US President Donald Trump on Tuesday indicated that deploying “boots on the ground” might not be required, even as tensions rise in the Middle East. He issued a stern warning to Iran following a drone strike on the US Embassy in Riyadh, Saudi Arabia.
In an interview with NewsNation, Trump said Iran would soon witness Washington’s response to the embassy attack and to the killing of American troops, signalling that a strong retaliation was being prepared.
After launching Saturday’s strikes on Iran, Trump had told the New York Post, “Every President says, ‘There will be no boots on the ground.’ I don’t say it. I say ‘probably don’t need them,’ [or] ‘if they were necessary."
When asked whether he was concerned about the possibility of further attacks on US facilities, Trump said he was not, describing such incidents as an inherent aspect of warfare. “It’s part of war, whether people like it or not. That’s the way it is,” he said.
What does the phrase mean?
“Boots on the ground” is a military term. It refers to the deployment of combat troops physically present inside another country, instead of depending only on airpower, drones, or naval operations. It primarily means sending soldiers directly into active battle zones.
From a linguistic perspective, the phrase is a form of synecdoche — a figure of speech in which a part, such as “boots,” stands in for the whole, meaning soldiers.
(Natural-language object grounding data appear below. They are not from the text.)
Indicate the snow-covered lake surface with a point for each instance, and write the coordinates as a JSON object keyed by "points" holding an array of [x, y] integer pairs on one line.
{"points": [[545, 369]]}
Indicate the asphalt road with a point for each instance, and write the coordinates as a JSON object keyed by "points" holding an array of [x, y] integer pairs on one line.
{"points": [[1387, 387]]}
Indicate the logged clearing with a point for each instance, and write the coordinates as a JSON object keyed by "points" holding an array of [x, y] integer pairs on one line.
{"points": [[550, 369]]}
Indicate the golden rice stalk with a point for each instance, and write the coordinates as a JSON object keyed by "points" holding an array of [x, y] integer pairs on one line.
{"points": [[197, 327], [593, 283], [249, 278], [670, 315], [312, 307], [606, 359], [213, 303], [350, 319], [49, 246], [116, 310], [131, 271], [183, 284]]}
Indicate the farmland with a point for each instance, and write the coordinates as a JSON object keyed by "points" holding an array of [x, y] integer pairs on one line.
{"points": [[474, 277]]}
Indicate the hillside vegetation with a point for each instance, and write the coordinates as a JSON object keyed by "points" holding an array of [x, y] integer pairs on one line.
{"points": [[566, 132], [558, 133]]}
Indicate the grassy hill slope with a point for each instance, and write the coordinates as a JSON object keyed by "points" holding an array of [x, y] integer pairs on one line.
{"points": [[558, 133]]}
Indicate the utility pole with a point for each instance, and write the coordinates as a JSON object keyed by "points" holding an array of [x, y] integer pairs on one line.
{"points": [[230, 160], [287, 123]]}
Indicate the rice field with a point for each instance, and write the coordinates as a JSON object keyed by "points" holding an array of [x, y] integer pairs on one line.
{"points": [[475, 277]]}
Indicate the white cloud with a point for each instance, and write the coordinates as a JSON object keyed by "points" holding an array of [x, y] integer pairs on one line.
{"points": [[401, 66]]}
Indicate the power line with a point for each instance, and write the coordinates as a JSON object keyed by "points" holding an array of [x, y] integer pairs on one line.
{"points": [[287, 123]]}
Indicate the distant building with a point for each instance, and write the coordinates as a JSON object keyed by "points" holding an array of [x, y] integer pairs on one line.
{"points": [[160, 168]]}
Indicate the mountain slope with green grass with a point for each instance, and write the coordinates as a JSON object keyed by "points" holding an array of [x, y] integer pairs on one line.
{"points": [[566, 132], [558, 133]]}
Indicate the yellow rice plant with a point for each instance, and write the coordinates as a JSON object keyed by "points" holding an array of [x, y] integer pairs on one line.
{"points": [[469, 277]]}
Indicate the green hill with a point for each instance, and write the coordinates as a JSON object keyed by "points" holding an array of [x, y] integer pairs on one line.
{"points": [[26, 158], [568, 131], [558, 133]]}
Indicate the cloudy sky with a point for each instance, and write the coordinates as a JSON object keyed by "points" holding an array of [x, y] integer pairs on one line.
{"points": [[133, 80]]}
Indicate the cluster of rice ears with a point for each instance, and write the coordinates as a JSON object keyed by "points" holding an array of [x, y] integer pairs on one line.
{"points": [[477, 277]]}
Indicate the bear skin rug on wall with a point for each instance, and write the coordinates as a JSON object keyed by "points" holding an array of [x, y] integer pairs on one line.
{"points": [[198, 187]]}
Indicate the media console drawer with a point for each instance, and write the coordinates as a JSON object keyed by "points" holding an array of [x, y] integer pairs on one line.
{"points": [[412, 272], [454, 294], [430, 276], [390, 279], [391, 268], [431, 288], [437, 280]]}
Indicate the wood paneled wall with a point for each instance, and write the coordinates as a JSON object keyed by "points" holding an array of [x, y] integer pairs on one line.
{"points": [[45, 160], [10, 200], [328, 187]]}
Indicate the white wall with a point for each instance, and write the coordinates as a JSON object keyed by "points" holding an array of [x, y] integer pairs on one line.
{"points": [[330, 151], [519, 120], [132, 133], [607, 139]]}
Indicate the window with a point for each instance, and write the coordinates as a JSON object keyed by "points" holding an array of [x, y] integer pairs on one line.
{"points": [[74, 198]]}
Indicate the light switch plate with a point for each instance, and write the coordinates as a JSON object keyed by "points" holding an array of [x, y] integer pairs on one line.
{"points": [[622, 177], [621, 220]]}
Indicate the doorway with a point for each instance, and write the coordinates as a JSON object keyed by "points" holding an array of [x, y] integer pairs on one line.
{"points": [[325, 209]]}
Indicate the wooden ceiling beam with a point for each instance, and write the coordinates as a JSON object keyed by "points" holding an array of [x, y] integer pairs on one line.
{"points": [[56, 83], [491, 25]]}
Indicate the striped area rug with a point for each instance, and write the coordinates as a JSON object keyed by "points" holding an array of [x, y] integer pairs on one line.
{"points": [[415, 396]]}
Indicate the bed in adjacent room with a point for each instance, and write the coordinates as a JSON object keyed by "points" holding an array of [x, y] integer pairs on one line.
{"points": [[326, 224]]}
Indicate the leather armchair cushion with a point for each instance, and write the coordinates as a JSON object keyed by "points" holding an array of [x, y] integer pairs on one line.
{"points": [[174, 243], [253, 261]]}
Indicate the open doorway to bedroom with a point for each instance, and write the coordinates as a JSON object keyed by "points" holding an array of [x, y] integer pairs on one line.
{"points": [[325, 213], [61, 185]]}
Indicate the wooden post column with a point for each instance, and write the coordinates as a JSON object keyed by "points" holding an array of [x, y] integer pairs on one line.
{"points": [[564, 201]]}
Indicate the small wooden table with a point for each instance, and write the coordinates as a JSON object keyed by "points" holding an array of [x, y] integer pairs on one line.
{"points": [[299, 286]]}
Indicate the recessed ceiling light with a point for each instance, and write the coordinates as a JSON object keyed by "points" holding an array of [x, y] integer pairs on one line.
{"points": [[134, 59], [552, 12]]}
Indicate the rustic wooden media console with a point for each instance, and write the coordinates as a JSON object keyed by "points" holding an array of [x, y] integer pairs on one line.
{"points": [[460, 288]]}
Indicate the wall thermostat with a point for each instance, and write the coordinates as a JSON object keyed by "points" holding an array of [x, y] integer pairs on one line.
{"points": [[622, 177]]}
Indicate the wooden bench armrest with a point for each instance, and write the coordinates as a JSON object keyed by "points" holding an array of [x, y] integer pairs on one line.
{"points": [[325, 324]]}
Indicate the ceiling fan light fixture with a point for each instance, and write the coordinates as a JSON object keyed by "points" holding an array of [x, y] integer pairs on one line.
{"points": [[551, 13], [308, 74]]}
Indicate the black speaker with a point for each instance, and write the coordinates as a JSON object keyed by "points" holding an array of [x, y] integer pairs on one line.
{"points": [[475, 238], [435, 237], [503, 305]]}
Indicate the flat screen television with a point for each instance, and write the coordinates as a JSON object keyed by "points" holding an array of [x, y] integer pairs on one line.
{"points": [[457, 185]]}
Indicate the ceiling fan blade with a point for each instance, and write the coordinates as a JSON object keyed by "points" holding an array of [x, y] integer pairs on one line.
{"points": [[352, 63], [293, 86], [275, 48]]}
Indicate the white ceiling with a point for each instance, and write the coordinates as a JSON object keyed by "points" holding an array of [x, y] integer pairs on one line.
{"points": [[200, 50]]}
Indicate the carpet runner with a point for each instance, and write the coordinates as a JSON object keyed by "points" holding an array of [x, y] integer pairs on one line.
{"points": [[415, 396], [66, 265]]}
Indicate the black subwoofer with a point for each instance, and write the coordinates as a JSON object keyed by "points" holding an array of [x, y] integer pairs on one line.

The expression had earlier been used by leaders such as Barack Obama and David Cameron, especially during discussions about military interventions in Iraq, Afghanistan and Syria.
Historically, the word “boot” was occasionally used as slang for a soldier during World War I, and the term “boot camp” emerged to describe military training.
A comparable phrase, “Feet on the Ground,” appeared in a 1966 book by British counter-insurgency specialist Robert Grainger Ker Thompson, in which he wrote about conflicts in Malaya and Vietnam.
However, the earliest verified use of the exact wording “boots on the ground” goes back to 1980, during the Iranian hostage crisis.